Ook Tom Boonen deed veel werk, want de groep was te groot naar zijn goesting en hij wilde het kaf van het koren scheiden. “Op Orchies probeerde hij het weer, hij had niet veel ploegmaats mee en ik denk dat hij zoveel mogelijk renners kwijt wilde. Op het einde van Orchies reed Luke lek. Als hij voor me had gezeten, had ik misschien mijn wiel gegeven, maar hij zat achter mij en stopte voordat ik kon reageren. Toen ging ik maar door.”

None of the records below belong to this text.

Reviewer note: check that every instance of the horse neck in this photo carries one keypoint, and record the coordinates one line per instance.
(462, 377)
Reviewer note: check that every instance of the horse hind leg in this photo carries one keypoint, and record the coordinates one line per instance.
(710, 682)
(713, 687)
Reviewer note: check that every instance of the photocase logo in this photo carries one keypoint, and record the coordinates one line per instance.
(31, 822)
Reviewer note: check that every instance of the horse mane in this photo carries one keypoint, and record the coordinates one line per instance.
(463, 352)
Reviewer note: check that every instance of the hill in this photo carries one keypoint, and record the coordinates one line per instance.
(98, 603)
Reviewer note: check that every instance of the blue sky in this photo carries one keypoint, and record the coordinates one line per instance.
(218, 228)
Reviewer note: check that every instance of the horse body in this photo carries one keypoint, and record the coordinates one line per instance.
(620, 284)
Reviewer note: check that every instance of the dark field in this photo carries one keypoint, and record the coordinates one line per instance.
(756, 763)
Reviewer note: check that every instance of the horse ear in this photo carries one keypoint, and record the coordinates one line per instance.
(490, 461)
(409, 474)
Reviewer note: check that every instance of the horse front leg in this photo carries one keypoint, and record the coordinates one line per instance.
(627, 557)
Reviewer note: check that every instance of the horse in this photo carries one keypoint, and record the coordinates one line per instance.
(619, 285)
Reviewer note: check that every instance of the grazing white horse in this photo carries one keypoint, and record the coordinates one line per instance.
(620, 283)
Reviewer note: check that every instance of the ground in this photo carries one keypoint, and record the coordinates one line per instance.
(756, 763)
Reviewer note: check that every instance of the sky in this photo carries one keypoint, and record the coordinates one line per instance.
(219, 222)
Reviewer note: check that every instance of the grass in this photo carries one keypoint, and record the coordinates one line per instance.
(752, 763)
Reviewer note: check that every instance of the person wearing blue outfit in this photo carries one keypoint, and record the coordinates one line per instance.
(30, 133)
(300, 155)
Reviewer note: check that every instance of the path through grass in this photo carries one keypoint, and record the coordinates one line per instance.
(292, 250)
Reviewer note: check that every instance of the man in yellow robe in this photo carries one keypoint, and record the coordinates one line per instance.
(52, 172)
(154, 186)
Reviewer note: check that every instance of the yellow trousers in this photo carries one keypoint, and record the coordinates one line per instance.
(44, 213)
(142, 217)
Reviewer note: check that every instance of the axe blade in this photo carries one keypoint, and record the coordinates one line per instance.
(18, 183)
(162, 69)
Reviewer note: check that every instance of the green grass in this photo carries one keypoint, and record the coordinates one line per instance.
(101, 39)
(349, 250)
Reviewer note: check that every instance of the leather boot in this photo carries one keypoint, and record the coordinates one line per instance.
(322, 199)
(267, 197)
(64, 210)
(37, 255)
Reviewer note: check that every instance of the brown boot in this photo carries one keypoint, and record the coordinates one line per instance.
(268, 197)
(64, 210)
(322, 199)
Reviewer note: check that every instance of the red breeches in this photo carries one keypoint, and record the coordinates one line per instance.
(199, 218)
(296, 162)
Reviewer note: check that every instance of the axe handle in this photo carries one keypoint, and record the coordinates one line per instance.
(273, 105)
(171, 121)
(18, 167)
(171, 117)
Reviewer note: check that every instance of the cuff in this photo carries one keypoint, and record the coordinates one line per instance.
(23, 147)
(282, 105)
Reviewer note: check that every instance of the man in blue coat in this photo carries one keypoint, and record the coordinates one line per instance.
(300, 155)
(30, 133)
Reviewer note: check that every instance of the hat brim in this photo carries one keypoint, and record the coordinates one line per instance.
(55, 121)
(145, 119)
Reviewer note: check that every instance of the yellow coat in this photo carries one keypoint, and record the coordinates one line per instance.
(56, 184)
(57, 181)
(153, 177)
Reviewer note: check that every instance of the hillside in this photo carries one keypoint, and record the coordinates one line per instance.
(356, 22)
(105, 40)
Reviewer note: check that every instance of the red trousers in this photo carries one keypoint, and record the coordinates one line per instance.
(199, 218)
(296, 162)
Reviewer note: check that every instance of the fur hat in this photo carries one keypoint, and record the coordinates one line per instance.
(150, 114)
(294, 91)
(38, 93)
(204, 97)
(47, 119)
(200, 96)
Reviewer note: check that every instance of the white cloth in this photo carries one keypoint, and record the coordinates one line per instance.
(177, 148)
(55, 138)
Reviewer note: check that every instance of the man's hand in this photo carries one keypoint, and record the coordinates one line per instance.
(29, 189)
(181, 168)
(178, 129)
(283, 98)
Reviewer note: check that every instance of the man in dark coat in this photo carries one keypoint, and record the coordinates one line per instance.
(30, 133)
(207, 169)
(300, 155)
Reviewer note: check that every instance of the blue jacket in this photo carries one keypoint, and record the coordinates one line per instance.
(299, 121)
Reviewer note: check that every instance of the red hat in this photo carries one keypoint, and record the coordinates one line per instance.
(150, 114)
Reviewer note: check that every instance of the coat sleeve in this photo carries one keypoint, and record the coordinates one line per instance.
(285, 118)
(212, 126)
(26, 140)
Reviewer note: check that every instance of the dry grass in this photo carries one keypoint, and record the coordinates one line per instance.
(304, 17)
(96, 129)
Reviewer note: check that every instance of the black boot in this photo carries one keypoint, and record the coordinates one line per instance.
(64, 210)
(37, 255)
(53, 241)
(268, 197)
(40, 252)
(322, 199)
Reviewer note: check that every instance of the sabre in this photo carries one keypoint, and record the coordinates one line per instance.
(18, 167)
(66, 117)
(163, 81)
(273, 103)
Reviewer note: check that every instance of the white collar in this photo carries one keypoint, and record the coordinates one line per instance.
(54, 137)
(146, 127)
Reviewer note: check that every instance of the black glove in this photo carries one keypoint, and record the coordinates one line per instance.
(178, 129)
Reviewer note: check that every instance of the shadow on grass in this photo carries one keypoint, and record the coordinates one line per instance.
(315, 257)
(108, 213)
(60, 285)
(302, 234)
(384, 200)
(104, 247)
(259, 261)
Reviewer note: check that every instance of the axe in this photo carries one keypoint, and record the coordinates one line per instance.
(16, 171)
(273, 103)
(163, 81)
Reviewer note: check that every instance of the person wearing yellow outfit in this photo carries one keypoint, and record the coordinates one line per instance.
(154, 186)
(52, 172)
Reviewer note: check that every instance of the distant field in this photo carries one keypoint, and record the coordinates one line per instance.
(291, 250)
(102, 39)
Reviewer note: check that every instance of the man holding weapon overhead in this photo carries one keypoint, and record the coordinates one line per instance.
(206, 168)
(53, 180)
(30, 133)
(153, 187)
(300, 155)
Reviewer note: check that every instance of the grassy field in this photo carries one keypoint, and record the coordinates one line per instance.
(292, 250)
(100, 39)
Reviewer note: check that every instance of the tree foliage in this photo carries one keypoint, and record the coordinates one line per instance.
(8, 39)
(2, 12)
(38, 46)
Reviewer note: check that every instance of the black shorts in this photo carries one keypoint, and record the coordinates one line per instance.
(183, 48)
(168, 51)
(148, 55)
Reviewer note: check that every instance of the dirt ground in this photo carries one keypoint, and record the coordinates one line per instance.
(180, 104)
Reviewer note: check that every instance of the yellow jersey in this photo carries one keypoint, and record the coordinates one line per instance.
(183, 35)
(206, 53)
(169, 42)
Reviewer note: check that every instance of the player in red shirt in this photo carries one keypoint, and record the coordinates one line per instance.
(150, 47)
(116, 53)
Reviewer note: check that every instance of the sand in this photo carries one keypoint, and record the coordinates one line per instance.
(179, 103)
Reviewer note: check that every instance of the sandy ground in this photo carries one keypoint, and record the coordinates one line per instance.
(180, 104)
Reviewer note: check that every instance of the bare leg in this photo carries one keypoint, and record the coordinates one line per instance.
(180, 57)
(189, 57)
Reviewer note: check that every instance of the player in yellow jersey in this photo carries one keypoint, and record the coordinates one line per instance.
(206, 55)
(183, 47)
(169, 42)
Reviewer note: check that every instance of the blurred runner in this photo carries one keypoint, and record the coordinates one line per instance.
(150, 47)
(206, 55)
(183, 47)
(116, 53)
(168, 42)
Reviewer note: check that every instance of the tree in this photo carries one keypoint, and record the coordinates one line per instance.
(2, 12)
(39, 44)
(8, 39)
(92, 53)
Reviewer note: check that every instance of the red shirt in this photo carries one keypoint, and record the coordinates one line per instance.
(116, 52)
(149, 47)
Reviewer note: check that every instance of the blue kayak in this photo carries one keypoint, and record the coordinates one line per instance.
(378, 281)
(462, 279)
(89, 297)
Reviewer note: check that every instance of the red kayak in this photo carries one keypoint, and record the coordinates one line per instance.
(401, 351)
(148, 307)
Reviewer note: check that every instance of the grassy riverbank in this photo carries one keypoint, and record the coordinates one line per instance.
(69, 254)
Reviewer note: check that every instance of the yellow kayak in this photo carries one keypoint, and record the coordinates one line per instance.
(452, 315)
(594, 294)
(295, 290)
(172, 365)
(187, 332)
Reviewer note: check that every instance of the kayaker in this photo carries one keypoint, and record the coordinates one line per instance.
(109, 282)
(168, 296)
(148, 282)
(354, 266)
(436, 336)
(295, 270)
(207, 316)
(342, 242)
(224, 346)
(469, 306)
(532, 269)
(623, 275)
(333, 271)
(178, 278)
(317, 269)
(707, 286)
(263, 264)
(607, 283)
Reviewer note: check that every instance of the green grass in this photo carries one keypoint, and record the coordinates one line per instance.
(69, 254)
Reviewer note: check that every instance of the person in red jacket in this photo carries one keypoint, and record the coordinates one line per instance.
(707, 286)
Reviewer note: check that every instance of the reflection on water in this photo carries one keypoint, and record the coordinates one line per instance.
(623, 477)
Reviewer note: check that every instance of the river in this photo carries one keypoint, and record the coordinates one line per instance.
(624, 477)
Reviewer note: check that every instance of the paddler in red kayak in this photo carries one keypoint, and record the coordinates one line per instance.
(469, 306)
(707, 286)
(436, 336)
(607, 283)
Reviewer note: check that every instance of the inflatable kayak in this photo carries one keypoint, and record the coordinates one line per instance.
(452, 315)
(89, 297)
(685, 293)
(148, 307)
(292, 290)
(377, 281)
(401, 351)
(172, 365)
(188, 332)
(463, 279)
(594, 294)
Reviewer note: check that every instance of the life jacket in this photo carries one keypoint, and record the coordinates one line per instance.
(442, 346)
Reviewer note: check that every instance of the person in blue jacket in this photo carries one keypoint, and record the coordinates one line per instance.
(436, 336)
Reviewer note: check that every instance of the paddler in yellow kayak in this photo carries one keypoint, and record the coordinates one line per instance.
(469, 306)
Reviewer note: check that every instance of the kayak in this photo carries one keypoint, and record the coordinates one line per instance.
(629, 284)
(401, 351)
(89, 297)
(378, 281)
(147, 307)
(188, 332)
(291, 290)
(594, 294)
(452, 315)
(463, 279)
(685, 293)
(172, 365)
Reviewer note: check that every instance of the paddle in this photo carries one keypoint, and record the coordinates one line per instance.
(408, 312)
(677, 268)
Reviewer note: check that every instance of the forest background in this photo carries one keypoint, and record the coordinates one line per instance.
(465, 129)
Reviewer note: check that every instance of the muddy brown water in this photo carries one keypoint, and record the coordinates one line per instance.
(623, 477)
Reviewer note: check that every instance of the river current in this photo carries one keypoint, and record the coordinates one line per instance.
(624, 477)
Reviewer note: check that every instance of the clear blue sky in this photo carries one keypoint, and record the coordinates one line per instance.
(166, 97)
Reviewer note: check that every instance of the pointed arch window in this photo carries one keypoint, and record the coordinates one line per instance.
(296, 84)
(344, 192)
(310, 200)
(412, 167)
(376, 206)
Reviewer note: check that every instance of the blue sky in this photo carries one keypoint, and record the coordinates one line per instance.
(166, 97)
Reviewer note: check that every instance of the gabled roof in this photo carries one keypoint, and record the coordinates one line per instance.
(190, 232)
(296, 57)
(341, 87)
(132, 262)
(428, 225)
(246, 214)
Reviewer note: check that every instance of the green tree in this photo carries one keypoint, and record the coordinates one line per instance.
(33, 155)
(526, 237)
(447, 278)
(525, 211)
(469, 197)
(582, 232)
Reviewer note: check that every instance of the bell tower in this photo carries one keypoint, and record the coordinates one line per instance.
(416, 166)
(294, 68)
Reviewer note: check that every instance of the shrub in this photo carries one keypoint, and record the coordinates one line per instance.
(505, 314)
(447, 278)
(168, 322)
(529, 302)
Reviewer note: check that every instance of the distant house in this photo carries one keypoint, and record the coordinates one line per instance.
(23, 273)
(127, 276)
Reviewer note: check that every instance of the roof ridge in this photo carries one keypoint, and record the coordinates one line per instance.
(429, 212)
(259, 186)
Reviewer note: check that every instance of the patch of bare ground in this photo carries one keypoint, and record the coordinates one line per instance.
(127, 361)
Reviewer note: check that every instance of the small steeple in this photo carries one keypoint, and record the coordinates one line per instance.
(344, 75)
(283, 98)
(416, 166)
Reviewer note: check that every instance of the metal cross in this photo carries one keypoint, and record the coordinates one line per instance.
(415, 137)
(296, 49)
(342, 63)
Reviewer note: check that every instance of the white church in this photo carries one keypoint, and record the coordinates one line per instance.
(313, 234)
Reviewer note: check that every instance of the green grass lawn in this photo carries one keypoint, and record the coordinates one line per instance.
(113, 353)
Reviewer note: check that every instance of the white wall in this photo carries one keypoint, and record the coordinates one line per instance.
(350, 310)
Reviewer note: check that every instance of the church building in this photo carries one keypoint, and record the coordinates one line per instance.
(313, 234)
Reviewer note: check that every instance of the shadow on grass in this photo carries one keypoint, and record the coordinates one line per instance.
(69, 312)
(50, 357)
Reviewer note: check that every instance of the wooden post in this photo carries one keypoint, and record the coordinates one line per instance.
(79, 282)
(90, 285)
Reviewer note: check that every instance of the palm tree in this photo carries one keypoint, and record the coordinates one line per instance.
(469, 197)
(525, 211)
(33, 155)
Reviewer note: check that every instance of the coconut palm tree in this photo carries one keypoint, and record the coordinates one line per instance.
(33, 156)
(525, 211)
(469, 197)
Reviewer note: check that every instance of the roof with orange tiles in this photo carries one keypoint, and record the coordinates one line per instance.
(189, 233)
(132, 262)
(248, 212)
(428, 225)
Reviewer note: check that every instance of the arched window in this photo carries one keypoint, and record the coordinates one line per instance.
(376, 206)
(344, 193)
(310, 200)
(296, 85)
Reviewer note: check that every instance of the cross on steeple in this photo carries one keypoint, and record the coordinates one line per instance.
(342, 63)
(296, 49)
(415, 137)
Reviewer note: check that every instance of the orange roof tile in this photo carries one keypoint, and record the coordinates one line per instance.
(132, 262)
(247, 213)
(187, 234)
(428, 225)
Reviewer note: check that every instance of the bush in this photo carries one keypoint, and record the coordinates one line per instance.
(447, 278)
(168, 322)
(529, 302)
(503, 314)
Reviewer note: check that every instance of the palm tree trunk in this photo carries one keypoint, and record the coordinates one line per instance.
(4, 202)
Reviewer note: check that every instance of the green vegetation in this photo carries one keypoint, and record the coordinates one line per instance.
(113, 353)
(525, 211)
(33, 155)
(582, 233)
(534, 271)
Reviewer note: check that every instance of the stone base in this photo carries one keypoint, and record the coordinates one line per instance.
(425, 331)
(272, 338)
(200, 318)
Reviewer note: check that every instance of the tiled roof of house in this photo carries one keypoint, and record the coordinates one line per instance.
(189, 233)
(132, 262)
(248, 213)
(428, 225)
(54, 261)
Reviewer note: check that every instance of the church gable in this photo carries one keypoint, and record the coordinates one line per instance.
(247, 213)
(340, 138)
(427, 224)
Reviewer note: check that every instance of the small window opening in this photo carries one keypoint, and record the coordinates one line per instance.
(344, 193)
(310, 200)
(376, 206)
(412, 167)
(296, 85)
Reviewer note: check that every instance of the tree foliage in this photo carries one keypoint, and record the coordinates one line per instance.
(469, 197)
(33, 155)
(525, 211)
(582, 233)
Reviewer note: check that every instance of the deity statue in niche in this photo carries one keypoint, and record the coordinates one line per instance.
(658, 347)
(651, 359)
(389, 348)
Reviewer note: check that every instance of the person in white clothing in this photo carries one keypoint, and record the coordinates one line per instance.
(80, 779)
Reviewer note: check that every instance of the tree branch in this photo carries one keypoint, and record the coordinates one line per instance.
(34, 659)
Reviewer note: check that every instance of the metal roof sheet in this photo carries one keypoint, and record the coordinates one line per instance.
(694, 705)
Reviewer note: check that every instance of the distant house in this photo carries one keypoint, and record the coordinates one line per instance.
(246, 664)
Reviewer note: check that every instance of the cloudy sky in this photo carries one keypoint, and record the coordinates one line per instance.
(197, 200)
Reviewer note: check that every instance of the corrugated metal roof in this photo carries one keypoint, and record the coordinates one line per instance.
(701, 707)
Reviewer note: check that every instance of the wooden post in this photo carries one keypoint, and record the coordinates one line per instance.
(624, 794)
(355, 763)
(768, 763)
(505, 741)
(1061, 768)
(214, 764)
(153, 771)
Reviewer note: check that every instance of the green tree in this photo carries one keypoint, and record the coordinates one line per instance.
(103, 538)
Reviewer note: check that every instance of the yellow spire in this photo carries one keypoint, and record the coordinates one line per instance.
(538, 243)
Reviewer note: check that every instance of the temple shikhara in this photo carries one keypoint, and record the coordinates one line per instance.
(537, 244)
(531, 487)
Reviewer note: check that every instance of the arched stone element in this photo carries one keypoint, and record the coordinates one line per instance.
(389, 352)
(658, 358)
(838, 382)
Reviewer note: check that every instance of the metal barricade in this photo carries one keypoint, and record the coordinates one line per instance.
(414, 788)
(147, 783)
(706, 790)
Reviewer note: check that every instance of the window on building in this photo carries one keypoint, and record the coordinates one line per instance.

Toen Hayman in de velodroom aankwam met Sep Vanmarcke, Ian Stannard, Tom Boonen en Edvald Boasson Hagen, was hij de man met het kleinste palmares. “Maar zo dacht ik er niet over, ik dacht alleen maar aan koersen en aanvallen pareren. Zodra ik over de streep kwam, probeerde ik te begrijpen wat er was gebeurd. In andere jaren was ik in topvorm en gebeurde er altijd wel iets. En ik legde altijd druk op mezelf om een goede Roubaix te rijden. Ik wist dat als Tom en Fabian versnelden op de kasseien, ze onmogelijk te volgen waren. Voor mij en voor iedereen. Dus zocht ik naar andere manieren. Het is gewoon de koers waar ik verliefd op ben geworden. En ik won hem in het jaar waarin ik de minste kans had om het goed te doen.”